Shared by Barbara Taranto
A Community of Women Kept a Ukrainian Knish Tradition Alive in Canada’s Prairies
A Community of Women Kept a Ukrainian Knish Tradition Alive in Canada’s Prairies
Family Journey
When Barbara Taranto was growing up in the Canadian city Saskatoon in the 1950s and 1960s, invitations to Jewish celebrations or simchas, like bar mitzvahs and weddings, were never mailed within the small community. “Everyone assumed that you went,” says Barbara, a librarian and archivist who now lives in Tel Aviv.
“There was a really strong inclination [towards] socialism, for sharing everything and sharing ideas and taking care of the Jewish community as a whole,” she adds. Women like her grandmother Sarah and her mother Goldie would gather together to cook for the celebrations making Ashkenazi staples like kugel, brisket, kasha, chopped liver, and their signature knishes filled with potatoes for parties in the evening when meat would be served and with cheese and rice for midday gatherings. “The recipe is one that was brought to Canada by a lot of different women,” Barbara explains.
Barbara’s grandparents came to Canada from Ovruch in Ukraine in 1900, likely to escape pogroms, she says. The family was part of a wave of Ukrainian immigrants, many of whom were enticed by Canada’s promise of a “quarter section of free land,” or 250 acres where they could build a farm in Canada’s prairies. For a time, her grandfather worked building cabinets for ships in Montreal until the government gave him a homestead. He took a train to Saskatchewan and walked the 100 miles from Saskatoon to D’Arcy with a map from the government to find the land set aside for his family.
The family wasn’t alone. Many Jews settled across the Canadian prairies and “All those communities had one thing in common — they looked after each other,” Barbara says. That continued when the family later moved to Saskatoon when her mother Goldie was a teenager.
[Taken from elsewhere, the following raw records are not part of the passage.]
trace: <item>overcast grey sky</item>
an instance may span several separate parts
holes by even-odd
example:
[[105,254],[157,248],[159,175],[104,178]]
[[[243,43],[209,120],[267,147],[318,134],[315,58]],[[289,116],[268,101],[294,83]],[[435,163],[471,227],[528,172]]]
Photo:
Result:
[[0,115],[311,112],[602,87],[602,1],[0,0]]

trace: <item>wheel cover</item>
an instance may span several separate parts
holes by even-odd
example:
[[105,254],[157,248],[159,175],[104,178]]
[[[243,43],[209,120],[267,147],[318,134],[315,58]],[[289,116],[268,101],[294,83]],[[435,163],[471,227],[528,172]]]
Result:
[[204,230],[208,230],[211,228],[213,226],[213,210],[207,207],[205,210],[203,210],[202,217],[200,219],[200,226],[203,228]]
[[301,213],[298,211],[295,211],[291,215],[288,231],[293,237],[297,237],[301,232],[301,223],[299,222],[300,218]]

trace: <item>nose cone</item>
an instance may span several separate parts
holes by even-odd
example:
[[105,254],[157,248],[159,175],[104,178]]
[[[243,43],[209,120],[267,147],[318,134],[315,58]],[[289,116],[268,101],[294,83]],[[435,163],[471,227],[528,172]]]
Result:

When Barbara was little, she recalls watching her mother and other women at the local Jewish Community Center as they rolled the dough for the knishes, using an unusual technique where the dough is formed into a large ring and then broken with the heel of one’s hand. “They were like one unit,” she says. Sometime in the 1930s, when dairy products were rationed and rice was cheap and readily available, the rice was added to the cheese knish recipe, according to Goldie.
There was no written recipe, but the style of knishes endured with women making their own renditions at home. Barbara came across some at a Bar Mitzvah in Ottawa a few years ago — made by a woman who came from the prairies. And Goldie, who is 100 years old, continues to make them. When the family gathered for her birthday party “there was a fight over them — who got how many,” says Barbara.
In Tel Aviv, she’s made the recipe with her son Isaac, but she’s never been able to stretch the dough quite as her mother does, adding that, “to me, the magic is in the hands of who makes it.”